L’Instance supérieure indépendante pour les élections (ISIE) a informé le public, le 31 janvier dernier, qu’elle mettait à sa disposition les listes préliminaires des électeurs telles qu’actualisées en 2019 et qu’elle recevait les recours à partir de cette date. Cette information est loin d’être anodine, et ce, àdouble titre : un, elle annonce une ouverture prochaine vers la sortie de crise avec la tenue d’un référendum, prévu le 25 juillet prochain sur les amendements du système politique et de la loi électorale, et celle d’élections législatives le 17 décembre 2022 ; deux, elle indique que le processus démocratique est toujours en place et que l’état d’exception n’est qu’une étape transitoire. De quoi retrouver l’espoir de revenir à la normale dans quelques mois, ce qui  ferait une sacrée différence avec les risques réels de débordements et d’anarchie si l’état d’exception devait durer plus longtemps ou qu’il était indéterminé. Certes, il faudra attendre décembre prochain pour avoir un nouveau Parlement qui remplacera celui que les Tunisiens ont « dégagé » le 25 juillet dernier, mais l’important est que la situation évolue vers le dénouement et vers le retour à la normale des institutions démocratiques.

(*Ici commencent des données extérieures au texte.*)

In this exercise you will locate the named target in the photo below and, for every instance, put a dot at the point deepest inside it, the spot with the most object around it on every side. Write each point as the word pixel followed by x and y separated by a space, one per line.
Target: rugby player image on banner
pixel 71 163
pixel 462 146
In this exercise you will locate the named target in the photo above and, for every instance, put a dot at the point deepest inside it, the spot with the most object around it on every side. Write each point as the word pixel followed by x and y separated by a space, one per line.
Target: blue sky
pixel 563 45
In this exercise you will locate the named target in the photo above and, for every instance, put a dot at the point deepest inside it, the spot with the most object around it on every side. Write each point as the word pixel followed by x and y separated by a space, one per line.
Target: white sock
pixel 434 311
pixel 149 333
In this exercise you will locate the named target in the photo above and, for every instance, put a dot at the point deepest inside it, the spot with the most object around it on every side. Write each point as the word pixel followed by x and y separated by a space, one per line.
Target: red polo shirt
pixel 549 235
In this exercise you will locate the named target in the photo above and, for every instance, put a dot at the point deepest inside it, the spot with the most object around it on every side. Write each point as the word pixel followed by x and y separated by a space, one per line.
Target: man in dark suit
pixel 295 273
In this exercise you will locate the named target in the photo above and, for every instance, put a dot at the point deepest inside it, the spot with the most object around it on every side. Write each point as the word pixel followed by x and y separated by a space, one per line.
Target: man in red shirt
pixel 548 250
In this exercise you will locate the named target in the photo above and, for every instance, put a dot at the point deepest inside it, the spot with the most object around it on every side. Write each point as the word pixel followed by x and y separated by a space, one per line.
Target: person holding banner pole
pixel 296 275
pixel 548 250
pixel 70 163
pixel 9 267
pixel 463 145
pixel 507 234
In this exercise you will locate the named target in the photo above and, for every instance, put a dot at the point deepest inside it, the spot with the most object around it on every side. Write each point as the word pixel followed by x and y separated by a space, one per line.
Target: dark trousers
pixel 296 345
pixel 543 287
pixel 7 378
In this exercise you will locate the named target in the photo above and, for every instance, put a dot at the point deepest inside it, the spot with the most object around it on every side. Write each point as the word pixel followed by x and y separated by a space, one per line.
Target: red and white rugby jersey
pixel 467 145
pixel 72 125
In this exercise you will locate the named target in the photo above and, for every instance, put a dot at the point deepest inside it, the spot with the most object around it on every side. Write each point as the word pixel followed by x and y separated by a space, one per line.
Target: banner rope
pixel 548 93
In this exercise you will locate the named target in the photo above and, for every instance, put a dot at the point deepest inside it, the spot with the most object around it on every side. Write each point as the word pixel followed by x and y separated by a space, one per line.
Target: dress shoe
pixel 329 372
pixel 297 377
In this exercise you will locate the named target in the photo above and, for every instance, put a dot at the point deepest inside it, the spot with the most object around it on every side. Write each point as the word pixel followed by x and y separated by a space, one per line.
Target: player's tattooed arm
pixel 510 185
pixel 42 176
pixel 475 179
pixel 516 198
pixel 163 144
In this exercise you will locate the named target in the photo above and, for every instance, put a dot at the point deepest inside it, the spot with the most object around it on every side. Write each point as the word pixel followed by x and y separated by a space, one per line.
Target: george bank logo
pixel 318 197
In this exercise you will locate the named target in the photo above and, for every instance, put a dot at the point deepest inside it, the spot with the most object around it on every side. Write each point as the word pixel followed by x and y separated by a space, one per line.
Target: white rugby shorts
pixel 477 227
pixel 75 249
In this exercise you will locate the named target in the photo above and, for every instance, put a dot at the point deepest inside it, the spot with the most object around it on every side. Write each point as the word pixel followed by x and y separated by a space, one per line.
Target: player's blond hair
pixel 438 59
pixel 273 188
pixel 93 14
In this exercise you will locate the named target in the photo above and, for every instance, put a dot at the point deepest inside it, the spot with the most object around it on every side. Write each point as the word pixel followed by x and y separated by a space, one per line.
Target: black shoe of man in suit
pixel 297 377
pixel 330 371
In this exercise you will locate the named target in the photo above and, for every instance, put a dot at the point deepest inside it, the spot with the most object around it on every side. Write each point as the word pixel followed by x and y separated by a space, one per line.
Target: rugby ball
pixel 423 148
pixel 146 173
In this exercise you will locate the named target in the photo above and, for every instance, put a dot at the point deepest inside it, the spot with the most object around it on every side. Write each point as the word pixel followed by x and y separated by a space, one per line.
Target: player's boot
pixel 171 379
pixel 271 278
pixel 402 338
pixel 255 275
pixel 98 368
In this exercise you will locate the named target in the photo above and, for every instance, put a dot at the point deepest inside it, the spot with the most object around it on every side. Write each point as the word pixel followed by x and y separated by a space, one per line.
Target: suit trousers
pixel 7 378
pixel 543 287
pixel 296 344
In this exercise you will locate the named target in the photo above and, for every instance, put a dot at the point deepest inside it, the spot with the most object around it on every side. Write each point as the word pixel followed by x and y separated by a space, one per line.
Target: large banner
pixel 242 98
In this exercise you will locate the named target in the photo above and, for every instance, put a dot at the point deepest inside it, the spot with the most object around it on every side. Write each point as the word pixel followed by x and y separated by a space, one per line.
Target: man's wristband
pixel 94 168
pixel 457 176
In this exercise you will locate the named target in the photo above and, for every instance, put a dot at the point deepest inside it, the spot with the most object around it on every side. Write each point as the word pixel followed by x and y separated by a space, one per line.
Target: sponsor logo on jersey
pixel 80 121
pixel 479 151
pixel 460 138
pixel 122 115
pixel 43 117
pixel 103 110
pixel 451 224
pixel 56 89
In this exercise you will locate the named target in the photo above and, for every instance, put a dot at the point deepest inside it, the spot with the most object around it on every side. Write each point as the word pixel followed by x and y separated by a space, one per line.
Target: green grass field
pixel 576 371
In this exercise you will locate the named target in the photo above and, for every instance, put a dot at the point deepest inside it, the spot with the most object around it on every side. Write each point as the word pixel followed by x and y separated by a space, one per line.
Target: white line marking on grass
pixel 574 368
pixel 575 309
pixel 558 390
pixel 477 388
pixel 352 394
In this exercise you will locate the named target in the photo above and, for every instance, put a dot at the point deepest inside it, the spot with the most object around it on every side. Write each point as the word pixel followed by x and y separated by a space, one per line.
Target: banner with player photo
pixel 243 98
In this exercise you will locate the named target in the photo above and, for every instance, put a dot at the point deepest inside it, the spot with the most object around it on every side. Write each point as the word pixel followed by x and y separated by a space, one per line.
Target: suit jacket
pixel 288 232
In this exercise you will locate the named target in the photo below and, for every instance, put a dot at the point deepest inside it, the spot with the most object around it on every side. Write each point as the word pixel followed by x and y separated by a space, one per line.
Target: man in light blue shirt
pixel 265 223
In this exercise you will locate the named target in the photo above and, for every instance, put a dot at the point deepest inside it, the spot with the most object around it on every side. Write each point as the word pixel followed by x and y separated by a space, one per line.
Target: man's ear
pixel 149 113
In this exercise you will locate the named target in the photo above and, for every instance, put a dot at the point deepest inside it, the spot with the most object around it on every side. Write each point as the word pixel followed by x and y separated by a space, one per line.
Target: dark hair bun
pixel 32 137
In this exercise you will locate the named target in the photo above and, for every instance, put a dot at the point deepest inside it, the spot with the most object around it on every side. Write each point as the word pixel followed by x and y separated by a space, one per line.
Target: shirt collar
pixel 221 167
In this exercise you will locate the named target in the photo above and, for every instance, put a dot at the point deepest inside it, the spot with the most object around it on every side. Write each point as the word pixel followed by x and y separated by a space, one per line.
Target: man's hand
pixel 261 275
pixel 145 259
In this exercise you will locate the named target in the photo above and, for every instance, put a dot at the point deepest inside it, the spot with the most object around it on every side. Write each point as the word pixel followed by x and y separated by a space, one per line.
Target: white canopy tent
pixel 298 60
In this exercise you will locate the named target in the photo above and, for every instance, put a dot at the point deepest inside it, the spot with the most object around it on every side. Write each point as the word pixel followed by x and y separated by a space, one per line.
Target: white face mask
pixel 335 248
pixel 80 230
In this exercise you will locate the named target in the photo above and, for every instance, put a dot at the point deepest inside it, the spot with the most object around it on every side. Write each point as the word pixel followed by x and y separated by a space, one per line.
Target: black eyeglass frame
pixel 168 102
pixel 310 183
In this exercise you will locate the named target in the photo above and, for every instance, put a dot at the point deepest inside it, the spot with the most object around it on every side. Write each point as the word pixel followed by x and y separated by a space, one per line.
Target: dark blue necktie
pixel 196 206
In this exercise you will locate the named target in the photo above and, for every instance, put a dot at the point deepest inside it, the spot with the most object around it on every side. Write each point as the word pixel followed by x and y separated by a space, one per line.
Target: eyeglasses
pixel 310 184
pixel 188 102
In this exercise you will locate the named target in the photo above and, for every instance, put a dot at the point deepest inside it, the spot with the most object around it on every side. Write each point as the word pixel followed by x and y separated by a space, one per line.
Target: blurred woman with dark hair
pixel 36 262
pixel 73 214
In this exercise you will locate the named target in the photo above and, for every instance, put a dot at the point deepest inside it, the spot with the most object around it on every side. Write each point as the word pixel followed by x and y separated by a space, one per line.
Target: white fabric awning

Ainsi, donc, la feuille de route, aussi succincte soit-elle, du président Kaïs Saïed poursuit son bonhomme de chemin sans coup férir des torrents de critiques, des forces de pression nationales et internationales l’exhortant à revenir sur son décret 117 et des contraintes économiques et financières. Même la consultation électronique, démarrée le 15 janvier dernier, quasiment ignorée par les Tunisiens, reste affichée (e-istichara.tn) et semble attendre patiemment les visiteurs et les curieux conviés à donner leurs avis en toute liberté sur les modèles politique et électoral, sur les questions économiques et financières, sur la croissance et la transition numérique, la santé et la qualité de vie, le domaine social et l’éducation, l’enseignement et la culture. Il n’est, bien sûr, pas question que cette consultation remplace un dialogue national en bonne et due forme, des discussions et des interactions de vive voix entre tous les acteurs de la vie publique, même s’il faut admettre que cette consultation nationale numérique, si elle réussit à mobiliser les Tunisiens, peut contribuer à donner une idée intéressante sur les grandes orientations des Tunisiens dans les différents domaines sus-indiqués.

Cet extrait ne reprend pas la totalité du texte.